Can't understand Timo Aila's GPU traversal paper back

Board: Home Board index Raytracing General Development

(L) [2013/02/14] [ost by shiqiu1105] [Can't understand Timo Aila's GPU traversal paper] Wayback!

I have been reading Alia's paper on the GPU ray travsal.

But don't quite understand it.

So basically, to do fast GPU ray tracing, we need to launch enough threads to fill the gpu,and use while-while loop?

Anything like QBVH he's using?

Can anyone who understand the paper give a short review [SMILEY :)] ?
(L) [2013/02/14] [ost by shiqiu1105] [Can't understand Timo Aila's GPU traversal paper] Wayback!

What's packet trevsal?

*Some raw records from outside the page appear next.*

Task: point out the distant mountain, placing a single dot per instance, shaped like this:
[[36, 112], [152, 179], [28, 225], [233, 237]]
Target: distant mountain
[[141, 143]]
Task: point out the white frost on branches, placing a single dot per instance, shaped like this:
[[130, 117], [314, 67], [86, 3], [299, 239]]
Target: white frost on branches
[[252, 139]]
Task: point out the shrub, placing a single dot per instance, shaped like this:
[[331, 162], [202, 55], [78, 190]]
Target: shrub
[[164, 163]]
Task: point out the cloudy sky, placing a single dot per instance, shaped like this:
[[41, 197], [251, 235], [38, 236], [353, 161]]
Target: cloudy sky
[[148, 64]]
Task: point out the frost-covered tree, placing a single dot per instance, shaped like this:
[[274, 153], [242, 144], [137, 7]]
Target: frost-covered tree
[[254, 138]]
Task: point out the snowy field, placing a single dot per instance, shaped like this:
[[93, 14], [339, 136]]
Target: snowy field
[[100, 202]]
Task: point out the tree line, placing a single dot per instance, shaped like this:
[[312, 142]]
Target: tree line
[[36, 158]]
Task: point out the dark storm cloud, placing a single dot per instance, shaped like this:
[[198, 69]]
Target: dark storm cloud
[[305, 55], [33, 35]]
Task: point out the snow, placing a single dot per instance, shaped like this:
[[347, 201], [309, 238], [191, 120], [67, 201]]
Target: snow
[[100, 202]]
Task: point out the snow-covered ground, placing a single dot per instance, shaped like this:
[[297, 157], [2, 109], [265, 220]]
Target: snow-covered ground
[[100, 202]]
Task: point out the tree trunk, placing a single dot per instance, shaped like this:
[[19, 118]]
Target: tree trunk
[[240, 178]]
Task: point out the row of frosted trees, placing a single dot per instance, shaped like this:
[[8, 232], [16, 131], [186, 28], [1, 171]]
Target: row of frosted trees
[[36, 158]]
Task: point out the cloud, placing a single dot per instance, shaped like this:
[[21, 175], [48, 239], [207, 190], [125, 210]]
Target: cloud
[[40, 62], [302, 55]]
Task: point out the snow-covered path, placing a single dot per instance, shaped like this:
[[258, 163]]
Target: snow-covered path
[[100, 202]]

I thought that's on the CPU using SIMD
(L) [2013/02/14] [ost by graphicsMan] [Can't understand Timo Aila's GPU traversal paper] Wayback!

Probably you should re-read the paper a few times.  Packet traversal is simply tracing a group of rays together at once.  Even sans wide hardware ALU benefits, it should improve memory access, since the groups of rays traced together will be coherent.  Traditionally, it's been tuned to CPU SIMD, but nothing requires that.
(L) [2013/02/15] [ost by shiqiu1105] [Can't understand Timo Aila's GPU traversal paper] Wayback!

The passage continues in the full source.